DANS LES ZONES les plus reculées de la planète, là où l'accès aux produits manufacturés et à la scolarisation est encore restreint, les enfants ont tout intérêt à ce que leurs parents soient restés suffisamment proches des traditions ancestrales, en particulier celles relatives à l'utilisation des plantes locales dans la vie quotidienne. Une étude américaine révèle en effet la bonne santé des enfants vivant dans une région reculée de la Bolivie et liée au niveau de connaissance ethnobotanique de leur mère. Cette corrélation s'expliquerait par le fait que les mères qui connaissent le mieux les ressources naturelles végétales environnantes sont les plus susceptibles de fournir à leurs enfants une alimentation riche et équilibrée, capable de prévenir ou même de guérir certains problèmes de santé.
Se nourrir, se soigner, construire…
McDade et coll. (Northwestern University, Evenston, Illinois) ont conduit leur étude chez les Tsimanes, une population indigène amazonienne de la plaine bolivienne. Les Tsimanes ont un accès encore très limité aux produits commerciaux et leur survie dépend principalement de l'utilisation des ressources naturelles qui les entourent. Ils possèdent traditionnellement une grande connaissance des plantes locales qu'ils utilisent aussi bien pour se nourrir et se soigner que pour construire leurs habitations ou fabriquer les divers ustensiles nécessaires à leur vie quotidienne. On estime que les ressources végétales sauvages ou cultivées couvrent encore aujourd'hui plus de 50 % de leurs besoins. Cependant, globalisation oblige, l'utilisation de produits manufacturés et la possibilité d'accéder à un mode de vie moins traditionnel sont désormais offertes aux Tsimanes. Cette évolution entraîne peu à peu une perte des connaissances ethnobotaniques au sein de la population.
McDade et coll. ont voulu connaître l'impact de ce phénomène sur la santé des enfants tsimanes.
Dans ce but, les chercheurs ont tout d'abord évalué le niveau de connaissances ethnobotaniques des adultes. Ils ont mis au point un questionnaire permettant d'évaluer l'étendue de la connaissance des plantes locales et de leurs propriétés. Les Tsimanes ont répondu à des questions sur leur capacité à utiliser les plantes dans leur vie quotidienne ainsi que sur le nombre et la diversité des plantes qu'ils utilisent régulièrement.
L'analyse des réponses obtenues montre que les Tsimanes les plus âgés et ceux qui résident dans les lieux les plus isolés sont ceux qui possèdent le plus important savoir ethnobotanique.
La pratique de la langue espagnole, la fréquence des voyages à San Borja (la grande ville commerciale de la région) et la dépréciation du mode de vie traditionnel tsimane sont au contraire associées à un faible niveau de connaissance, des plantes locales et de leurs propriétés. Le revenu des ménages et le niveau d'hygiène de leur habitation ne semble pas en revanche avoir d'influence sur le savoir ethnobotanique.

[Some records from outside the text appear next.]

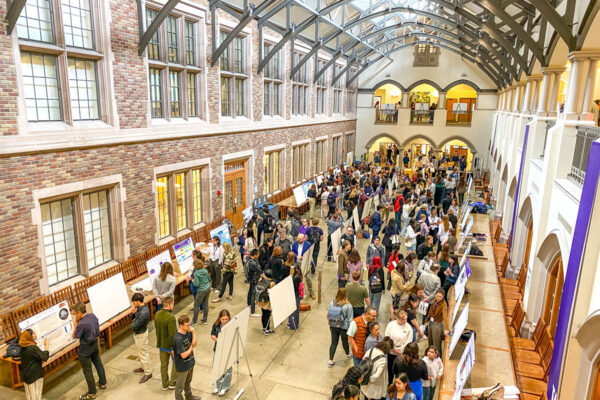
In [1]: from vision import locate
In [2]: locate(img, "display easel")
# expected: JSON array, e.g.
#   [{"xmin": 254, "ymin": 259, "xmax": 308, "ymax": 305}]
[{"xmin": 215, "ymin": 326, "xmax": 259, "ymax": 400}]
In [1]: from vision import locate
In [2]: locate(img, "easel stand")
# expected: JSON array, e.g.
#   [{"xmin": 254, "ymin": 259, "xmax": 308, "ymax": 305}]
[{"xmin": 215, "ymin": 327, "xmax": 259, "ymax": 400}]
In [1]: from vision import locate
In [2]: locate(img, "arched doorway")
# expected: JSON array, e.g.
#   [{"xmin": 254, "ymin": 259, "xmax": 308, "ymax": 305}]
[
  {"xmin": 440, "ymin": 138, "xmax": 475, "ymax": 170},
  {"xmin": 408, "ymin": 83, "xmax": 440, "ymax": 125},
  {"xmin": 542, "ymin": 252, "xmax": 565, "ymax": 337},
  {"xmin": 373, "ymin": 83, "xmax": 402, "ymax": 124},
  {"xmin": 446, "ymin": 83, "xmax": 477, "ymax": 126}
]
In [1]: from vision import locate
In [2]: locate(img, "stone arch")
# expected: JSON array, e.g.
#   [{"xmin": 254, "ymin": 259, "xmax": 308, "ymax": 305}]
[
  {"xmin": 401, "ymin": 135, "xmax": 436, "ymax": 148},
  {"xmin": 406, "ymin": 79, "xmax": 443, "ymax": 92},
  {"xmin": 371, "ymin": 79, "xmax": 406, "ymax": 93},
  {"xmin": 365, "ymin": 133, "xmax": 400, "ymax": 151},
  {"xmin": 437, "ymin": 135, "xmax": 477, "ymax": 154},
  {"xmin": 442, "ymin": 79, "xmax": 481, "ymax": 93}
]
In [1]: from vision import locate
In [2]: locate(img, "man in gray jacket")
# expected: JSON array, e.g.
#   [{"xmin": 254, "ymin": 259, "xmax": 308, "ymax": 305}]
[{"xmin": 131, "ymin": 293, "xmax": 152, "ymax": 383}]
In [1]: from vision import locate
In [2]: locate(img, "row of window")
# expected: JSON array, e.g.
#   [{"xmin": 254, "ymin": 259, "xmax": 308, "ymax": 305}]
[{"xmin": 16, "ymin": 0, "xmax": 356, "ymax": 124}]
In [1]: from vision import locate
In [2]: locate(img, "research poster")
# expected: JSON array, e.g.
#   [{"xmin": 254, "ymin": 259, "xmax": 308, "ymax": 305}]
[
  {"xmin": 173, "ymin": 238, "xmax": 194, "ymax": 274},
  {"xmin": 146, "ymin": 250, "xmax": 171, "ymax": 287},
  {"xmin": 19, "ymin": 301, "xmax": 75, "ymax": 355},
  {"xmin": 210, "ymin": 224, "xmax": 233, "ymax": 247}
]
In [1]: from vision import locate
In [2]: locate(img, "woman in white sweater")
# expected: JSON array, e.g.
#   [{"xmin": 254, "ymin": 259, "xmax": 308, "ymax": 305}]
[{"xmin": 361, "ymin": 336, "xmax": 394, "ymax": 400}]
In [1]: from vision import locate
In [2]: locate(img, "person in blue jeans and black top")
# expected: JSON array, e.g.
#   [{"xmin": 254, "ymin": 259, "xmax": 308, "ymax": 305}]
[{"xmin": 71, "ymin": 303, "xmax": 106, "ymax": 400}]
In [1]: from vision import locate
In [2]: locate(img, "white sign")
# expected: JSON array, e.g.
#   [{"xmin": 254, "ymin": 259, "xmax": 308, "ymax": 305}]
[
  {"xmin": 87, "ymin": 272, "xmax": 131, "ymax": 325},
  {"xmin": 454, "ymin": 335, "xmax": 475, "ymax": 399},
  {"xmin": 448, "ymin": 303, "xmax": 469, "ymax": 357},
  {"xmin": 210, "ymin": 308, "xmax": 250, "ymax": 386},
  {"xmin": 294, "ymin": 186, "xmax": 306, "ymax": 205},
  {"xmin": 173, "ymin": 238, "xmax": 194, "ymax": 274},
  {"xmin": 19, "ymin": 301, "xmax": 75, "ymax": 355},
  {"xmin": 268, "ymin": 276, "xmax": 296, "ymax": 329},
  {"xmin": 210, "ymin": 224, "xmax": 233, "ymax": 247}
]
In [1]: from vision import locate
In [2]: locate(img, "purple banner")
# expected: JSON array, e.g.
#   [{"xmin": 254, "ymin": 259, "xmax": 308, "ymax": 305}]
[
  {"xmin": 508, "ymin": 125, "xmax": 529, "ymax": 259},
  {"xmin": 547, "ymin": 142, "xmax": 600, "ymax": 400}
]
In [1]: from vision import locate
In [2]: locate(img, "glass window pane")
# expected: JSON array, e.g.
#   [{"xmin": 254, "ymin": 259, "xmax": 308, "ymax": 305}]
[
  {"xmin": 16, "ymin": 0, "xmax": 54, "ymax": 43},
  {"xmin": 61, "ymin": 0, "xmax": 94, "ymax": 49},
  {"xmin": 21, "ymin": 52, "xmax": 62, "ymax": 121},
  {"xmin": 68, "ymin": 57, "xmax": 100, "ymax": 120},
  {"xmin": 156, "ymin": 176, "xmax": 171, "ymax": 239},
  {"xmin": 41, "ymin": 199, "xmax": 79, "ymax": 286}
]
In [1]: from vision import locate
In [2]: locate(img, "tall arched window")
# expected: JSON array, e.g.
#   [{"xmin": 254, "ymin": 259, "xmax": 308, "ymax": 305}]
[{"xmin": 542, "ymin": 254, "xmax": 565, "ymax": 337}]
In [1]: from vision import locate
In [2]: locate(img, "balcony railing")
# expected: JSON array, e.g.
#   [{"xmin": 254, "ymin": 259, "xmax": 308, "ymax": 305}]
[
  {"xmin": 569, "ymin": 126, "xmax": 600, "ymax": 185},
  {"xmin": 540, "ymin": 119, "xmax": 556, "ymax": 159},
  {"xmin": 375, "ymin": 108, "xmax": 398, "ymax": 124},
  {"xmin": 410, "ymin": 110, "xmax": 435, "ymax": 125}
]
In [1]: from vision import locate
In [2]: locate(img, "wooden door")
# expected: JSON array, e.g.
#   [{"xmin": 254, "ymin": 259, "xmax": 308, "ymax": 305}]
[{"xmin": 224, "ymin": 161, "xmax": 247, "ymax": 229}]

Trois indicateurs chez les enfants.
Les chercheurs ont ensuite recherché une corrélation entre les connaissances des parents et différents indicateurs du niveau de santé de leurs enfants. Trois facteurs ont été mesurés chez les enfants âgés de 2 à 10 ans : la concentration sanguine de protéine C réactive, la masse grasse (déterminée par l'épaisseur du pli cutané) et le rapport taille-âge.
Il est apparu que la valeur de chacun de ces trois facteurs est associée au niveau de connaissances ethnobotaniques des mères des enfants évalués.
Pour un enfant dont la mère possède une bonne connaissance des plantes locales et de leurs propriétés, la probabilité d'avoir une concentration en protéine C réactive ≥ 1 mg/l est de 25 % alors qu'elle est de 50 % chez les enfants dont la mère possède un niveau de connaissances ethnobotaniques faible. De même, la maigreur et des défauts de croissance majeurs sont en moyenne deux fois plus fréquents chez les enfants dont les mères ont perdu l'habitude d'utiliser les plantes locales dans leur vie quotidienne (20 % des enfants versus 10 %).
T.W. McDade et coll., « Proc Natl Acad Sci USA », édition en ligne avancée.